# DISCUSSION OF BUG: 3.34 Clock loses time while watching OTA



## logray (Apr 8, 2005)

There have been reports by FoxBat and Others? that under 3.34, while watching digital OTA channels, the 811's clock loses a few minutes of time per hour.

Changing to a satellite channel syncs the clock again.

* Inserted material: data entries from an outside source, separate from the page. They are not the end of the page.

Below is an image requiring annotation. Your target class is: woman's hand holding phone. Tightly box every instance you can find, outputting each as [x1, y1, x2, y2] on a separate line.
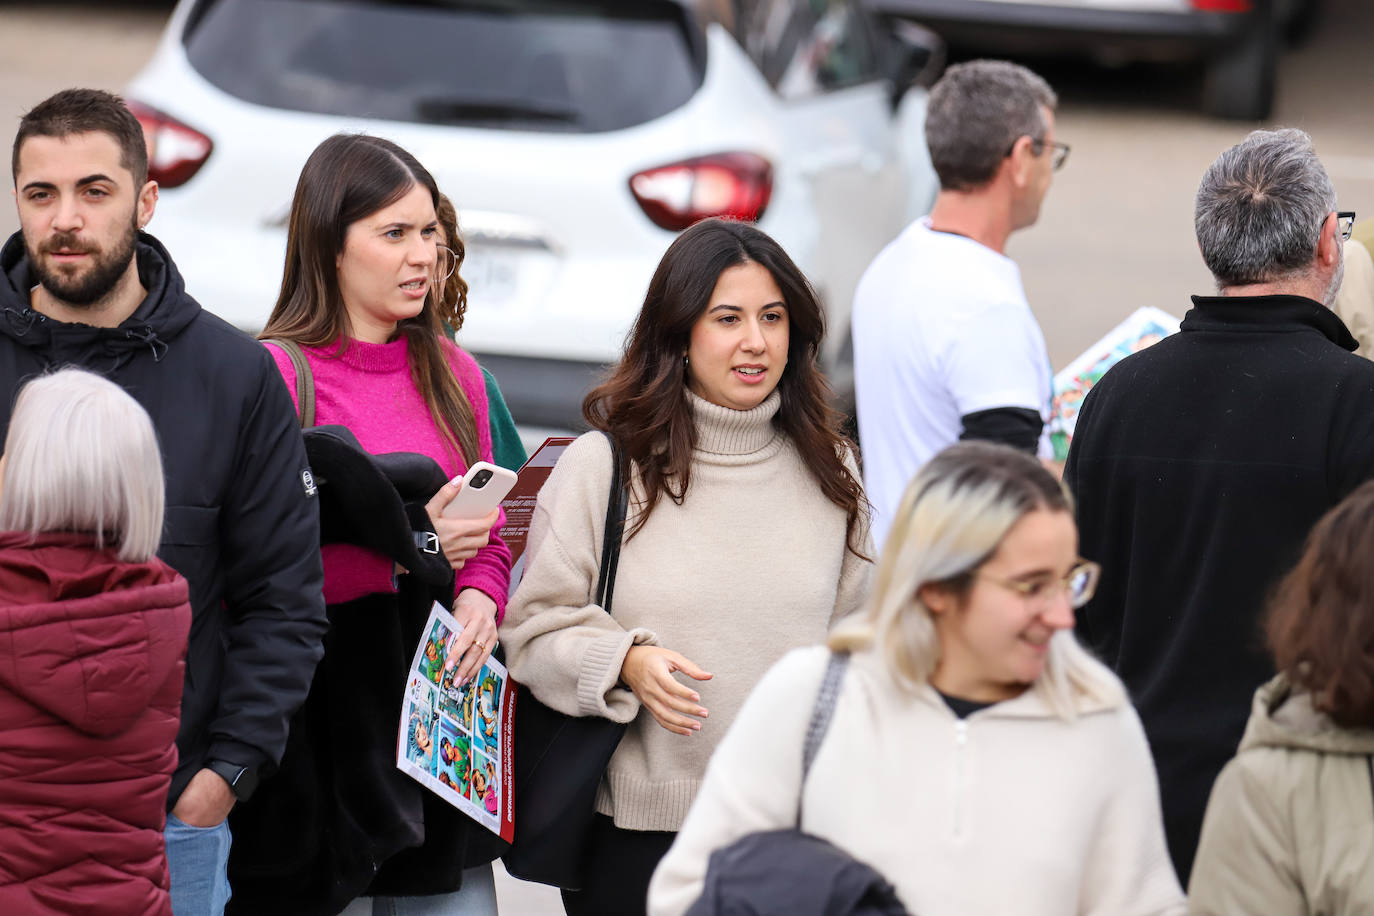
[425, 480, 499, 571]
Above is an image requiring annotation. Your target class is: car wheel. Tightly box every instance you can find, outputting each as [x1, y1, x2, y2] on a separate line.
[1281, 0, 1322, 46]
[1202, 12, 1278, 121]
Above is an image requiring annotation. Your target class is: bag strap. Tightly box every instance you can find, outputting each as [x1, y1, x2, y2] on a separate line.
[594, 434, 628, 615]
[797, 651, 849, 825]
[265, 338, 315, 428]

EDIT: Just confirmed this issue. Steps to reproduce:

Tune to an ATSC OTA channel. Leave receiver tuned to that channel for an hour. In one hour look at the clock on the 811, it will be a minute or two off. To sync the clock, tune to a satellite channel. Apparently putting the unit in standby does not sync the clock, however I didn't try leaving it in standby overnight - which might sync the clock during EPG update.


----------



## cyberized (Mar 7, 2003)

I have the 811 and the time on m reciever is like 15 minutes different than REAL Time - How and Where can I SET the Clock in this unit? Please advise.......and....

Thanks Michael


----------



## cpdretired (Aug 25, 2003)

cyberized said:


> I have the 811 and the time on m reciever is like 15 minutes different than REAL Time - How and Where can I SET the Clock in this unit? Please advise.......and....
> 
> Thanks Michael


I would first try a hard reboot. If this doesn't work call Dish.


----------



## destrada (Dec 23, 2005)

Mine was off about 10 minutes. I just did a reset...hold the power button on the front panel for about 6 seconds. It worked for me.


----------



## Jason Nipp (Jun 10, 2004)

If you tune to a sat channel and leave it there for a few minutes it should catch up, otherwise reboot it. The loosing of time thing only occurs if your watching OTA for a given period of time. One thing you can try in order to avoid this is not to leave your receiver parked on an OTA channel when idle.


----------



## Jason Nipp (Jun 10, 2004)

This issue has been confirmed and I am told to expect a fix in the next release.


----------



## AcuraCL (Dec 12, 2005)

Yes, I am getting this too. I set a number of timers to autotune programs and this messes up changing to the channel on time ....

How can you "unfix" something accidentally ....


----------



## gajit21 (Dec 24, 2004)

I just noticed this tonight. I have been watching TV using my OTA for over 3 hours now and my clock is off by 4 minutes.


----------